The Reserve Bank has held the Official Cash Rate at 1.75 percent and appeared stuck in neutral in its decision 'in-between' full Monetary Policy Statements. The central bank is expected to keep short term interest rates flat until at least late 2018, and possibly into late 2019 if the bank's last full set of forecasts turn into reality.
The broadly neutral language in the eight-paragraph statement with the decision was expected by financial markets and economists, and the New Zealand dollar was also stuck around its closing levels of 70.4 USc immediately after the decision.
Some things have changed since the bank's February 9 Monetary Policy Statement, which included the full forecasts of an OCR unmoved until late 2019, when one hike was pencilled in. Governor Graeme Wheeler referred to an improvement in commodity prices and improved consumer sentiment in developed economies, but also pointed to ongoing surplus capacity and geo-political uncertainty (ie Trump's America First policies).
Wheeler noted the four percent fall in the New Zealand dollar on a Trade Weighted basis since the February statement, but said "further depreciation is needed to achieve more balanced growth."

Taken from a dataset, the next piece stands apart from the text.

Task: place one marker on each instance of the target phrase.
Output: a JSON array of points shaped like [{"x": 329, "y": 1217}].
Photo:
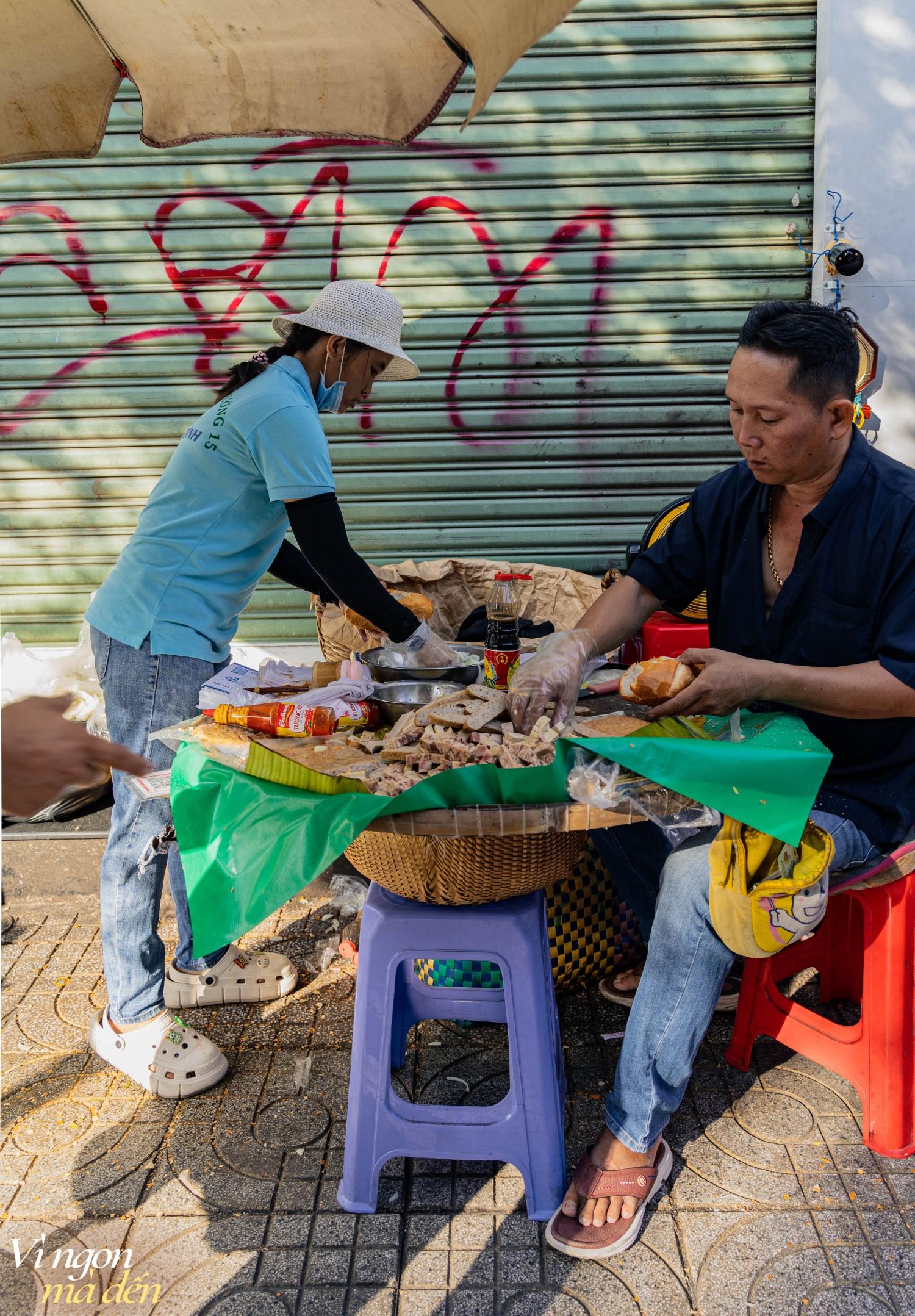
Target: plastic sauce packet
[{"x": 154, "y": 786}]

He was also cautious about whether the recent moderation in house price inflation would be sustained, "given the continued imbalance between supply and demand."
However, the bank's overall comments were interpreted as leaving its bias as neutral. Economists don't expect any rate hikes until late 2018 at the earliest, although financial markets still see the first hike coming early next year.
And here's the key last paragraph that was seen as neutral: "Monetary policy will remain accommodative for a considerable period. Numerous uncertainties remain, particularly in respect of the international outlook, and policy may need to adjust accordingly."
The next Monetary Policy Statement with a fresh decision is due on May 11.